We’ll see. They heard the tariffs case on an expedited basis but people expecting the decision would be expedited as well keep being disappointed.
 
SCOTUS has scheduled opinion announcements Feb 20, 24 & 25, with a lot of anticipation about (finally) a decision on tariffs.

We’ll see. They heard the tariffs case on an expedited basis but people expecting the decision would be expedited as well keep being disappointed.
I've heard several Court watchers say that the tariffs opinion is increasingly taking on the vibe of the immunity opinion. Reasonable decisions can be expedited. Really bad opinions take time.
 
Dems have to take back the Senate in November before we can pull a turtle.
I wish November were the correct window. Dems win in November and they don't take over the Senate until early January. Absolutely zero doubt in my mind that several justices would resign between election day and start of the next session to allow the Pubs to ram through Trump appointees.
 
I wish November were the correct window. Dems win in November and they don't take over the Senate until early January. Absolutely zero doubt in my mind that several justices would resign between election day and start of the next session to allow the Pubs to ram through Trump appointees.
Big if, but if Dems take back the Senate chances are there would not be enough time for justices to retire/resign and then nominees be named before Thanksgiving. After that, we are into the holiday season when Congress typically goes home . I don't think confirmation hearings would be held during the holidays.
 
Big if, but if Dems take back the Senate chances are there would not be enough time for justices to retire/resign and then nominees be named before Thanksgiving. After that, we are into the holiday season when Congress typically goes home . I don't think confirmation hearings would be held during the holidays.
They will if they need to be. They've got the votes and the people in the right spots to make it happen and we know that expediency rules for these assholes.
 
If Thomas and/or Alito retire, would their replacements be any worse? They’re already about as bad as you can get.

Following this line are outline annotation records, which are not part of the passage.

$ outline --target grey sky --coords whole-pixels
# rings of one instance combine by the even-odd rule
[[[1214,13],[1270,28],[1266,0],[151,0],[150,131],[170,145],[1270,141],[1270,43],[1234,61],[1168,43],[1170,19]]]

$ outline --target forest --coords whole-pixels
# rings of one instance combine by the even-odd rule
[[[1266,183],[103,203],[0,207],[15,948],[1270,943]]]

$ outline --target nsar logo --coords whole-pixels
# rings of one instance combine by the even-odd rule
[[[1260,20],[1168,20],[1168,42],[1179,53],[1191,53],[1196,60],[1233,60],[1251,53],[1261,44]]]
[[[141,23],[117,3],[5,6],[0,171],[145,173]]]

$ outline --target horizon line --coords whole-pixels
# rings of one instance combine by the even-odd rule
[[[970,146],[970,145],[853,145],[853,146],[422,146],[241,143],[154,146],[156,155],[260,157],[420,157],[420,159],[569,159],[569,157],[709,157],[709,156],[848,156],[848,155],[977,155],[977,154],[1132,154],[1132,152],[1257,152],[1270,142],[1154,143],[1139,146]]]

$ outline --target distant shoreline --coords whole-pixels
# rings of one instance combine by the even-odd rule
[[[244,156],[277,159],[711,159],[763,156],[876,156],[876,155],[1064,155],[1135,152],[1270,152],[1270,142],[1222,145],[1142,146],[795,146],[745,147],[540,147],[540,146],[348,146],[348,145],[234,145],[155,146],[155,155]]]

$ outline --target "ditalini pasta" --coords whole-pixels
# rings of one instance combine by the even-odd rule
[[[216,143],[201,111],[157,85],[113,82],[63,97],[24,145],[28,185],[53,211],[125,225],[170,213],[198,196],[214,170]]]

Roberts is the only one I’d be concerned about, but even he has rarely reigned in the crazy.
 
They will if they need to be. They've got the votes and the people in the right spots to make it happen and we know that expediency rules for these assholes.
ACB was nominated 9/16 2020 and confirmed 10/26/2020 all of which occurred before the election. I'm not sure what lead up was to the date of her actual nomination.

If Alito and/or Thomas wait to vacate after the election then I don't see beating the clock if Dems take back the Senate. So in my mind it is whether Trump and SCOTUS want to play it safe and have Alito and/or Thomas announce their intention to retire no later than this summer.
 
If this happens then the Democrats have to push expanding the supreme court the next time they are in control of Congress and the White House
 
If this happens then the Democrats have to push expanding the supreme court the next time they are in control of Congress and the White House
That has to occur anyway, regardless. Ideally, we'd just nuke the Supreme Court -- deprive it of virtually all jurisdiction and create a new appeals court to do its appellate review job.

After Trump v. US, after the Summer of Stays, this SCOTUS has lost all legitimacy and cannot be reasonably regarded as a judicial body.
 
I've heard several Court watchers say that the tariffs opinion is increasingly taking on the vibe of the immunity opinion. Reasonable decisions can be expedited. Really bad opinions take time.
I don't think this is accurate at all. First, the "really bad opinions take time" approach is just not accurate. They've had some really bad decisions on the shadow docket, arguably as bad as Trump v. US.

What you're reacting to is that the important, involved opinions usually are released end of term for a number of reasons. The Court has been fucking up in those important, involved opinions a lot. That doesn't mean the really bad ones take time; it just means a lot of the ones announced at the end of term are really bad.

In this case, the longer it takes, the more likely it is for the tariffs to fall -- that's my view, at least. That's because the thorniest issue in the case by far, and indeed one of the thorniest issues I've seen before the Supreme Court recently, is the appropriate remedy for the illegal imposition of tariffs. Usually, an illegally collected tax results in return of the money paid; but is that feasible here? Do the importers get all the refunds, and customers who have been paying higher prices get stiffed? The petitioners in this case said that they would be OK with a mere invalidation of the tariffs without any compensation, but if the tariffs are struck down, all importers would at least have a right to seek relief. If the court says, "the plaintiffs do not ask for monetary remedies and we will therefore decline to give one," that's great but it wouldn't apply to Wal-Mart. If the court wants to say, "the plaintiffs cannot seek monetary remedies because administrability," then it has to find a way to do that consistent with law. If it cared about this issue, it would just do whatever it wanted but this isn't religion or gun rights or voting so it might try to at least pretend to follow the law.

Here, what will actually take time is wrestling with this question, which would not be required if the ruling was "tariffs stand." I'm not saying this argument is the only reason that the opinion could take a long time, but if you want to identify an issue that would be holding up the decision, it's more likely to be this than some capitulation to Trump.

I have expected since oral argument more than two opinions. At least three, maybe four. In the old days, the court was sometimes OK with publishing the "fractured" opinion -- i.e. one with a "majority" outcome but no majority opinion. For instance, 3 justices might rule for petitioner on theory A; 2 justices might rule for petitioner on theory B without joining on theory A; and 4 justices dissent. That was almost the set up in the first Obamacare case. They don't usually do that anymore, because what happens is that the plurality opinion there (the one getting three votes) would not be binding because it takes 5 to bind, and then there is a question of "if the 2 agree with the 4 on some issue, does that agreement become binding because six justices accepted it." The answer should be no, but then there is confusion below.

So the justices spend more time than they used to getting to five votes. There are negotiations between a plurality and a concurrence about how to write a majority opinion that they can all join so they establish a holding in the case. That could be taking a while because of the multiple camps here.